Nei casi e nelle circostanze indicate dall’art 63 le amministrazioni aggiudicatrici possono aggiudicare appalti pubblici con una procedura negoziata senza previa pubblicazione, fornendo adeguata motivazione nel primo atto della procedura della sussistenza dei relativi presupposti.
Le amministrazioni aggiudicatrici devono garantire la valutazione comparativa tra più offerte con la presenza minima di cinque operatori, se esistenti, e un’adeguata rotazione.

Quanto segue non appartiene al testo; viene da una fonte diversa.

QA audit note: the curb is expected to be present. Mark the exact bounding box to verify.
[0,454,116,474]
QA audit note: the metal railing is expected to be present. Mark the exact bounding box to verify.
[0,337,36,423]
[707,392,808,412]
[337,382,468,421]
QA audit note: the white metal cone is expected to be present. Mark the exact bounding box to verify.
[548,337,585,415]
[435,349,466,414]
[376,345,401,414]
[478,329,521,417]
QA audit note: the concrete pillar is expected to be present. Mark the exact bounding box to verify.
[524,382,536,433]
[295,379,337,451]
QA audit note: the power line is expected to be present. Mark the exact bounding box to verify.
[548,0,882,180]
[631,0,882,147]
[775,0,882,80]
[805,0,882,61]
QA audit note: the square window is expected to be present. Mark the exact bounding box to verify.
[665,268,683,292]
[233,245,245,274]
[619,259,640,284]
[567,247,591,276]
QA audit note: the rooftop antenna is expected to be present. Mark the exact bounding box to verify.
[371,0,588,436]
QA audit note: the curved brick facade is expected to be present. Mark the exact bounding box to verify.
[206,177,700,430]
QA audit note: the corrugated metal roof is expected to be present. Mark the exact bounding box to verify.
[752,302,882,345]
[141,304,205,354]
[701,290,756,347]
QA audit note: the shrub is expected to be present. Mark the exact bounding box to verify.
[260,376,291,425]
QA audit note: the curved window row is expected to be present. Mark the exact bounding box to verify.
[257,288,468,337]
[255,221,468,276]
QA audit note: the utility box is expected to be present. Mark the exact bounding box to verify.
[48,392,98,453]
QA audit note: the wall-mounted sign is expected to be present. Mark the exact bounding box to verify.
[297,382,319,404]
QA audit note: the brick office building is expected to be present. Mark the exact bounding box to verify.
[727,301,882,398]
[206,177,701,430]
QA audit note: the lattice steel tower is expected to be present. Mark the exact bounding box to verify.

Sono previste maggiori cautele e garanzie.
Nell’ipotesi dell’unico fornitore si ha la c.d condizione di beni e servizi infungibili e sia il legislatore Ce e sia il nazionale hanno previsto deroghe all’evidenza pubblica perchè dall’esito scontato e si è voluto evitare uno speco di risorse e di tempo.
Sull’accertamento dei presupposti per ricorrere legittimamente alla deroga de qua, le stazioni appaltanti possono tenere a mente la giurisprudenza comunitaria e nazionale.
L’accertamento dell’infungibilità del bene, per giurisprudenza costante della Corte di Giustizia Ce, per tutte, la sentenza 8 aprile 2008, causa C – 337/05, con le sentenze della Corte ivi citate, deve avvenire con interpretazione restrittiva delle deroghe e dei suoi presupposti giustificativi, e del Consiglio di Stato, sez III, 08.01.2013 n. 26: “la procedura negoziata senza pubblicazione del bando di gara riveste carattere di eccezionalità rispetto all’obbligo delle amministrazioni aggiudicatrici di individuare il loro contraente attraverso il confronto concorrenziale, per cui la scelta di tale modalità richiede un particolare rigore nell’individuazione dei presupposti giustificativi, da interpretarsi restrittivamente ed è onere dell’amministrazione committente dimostrarne l’effettiva esistenza”.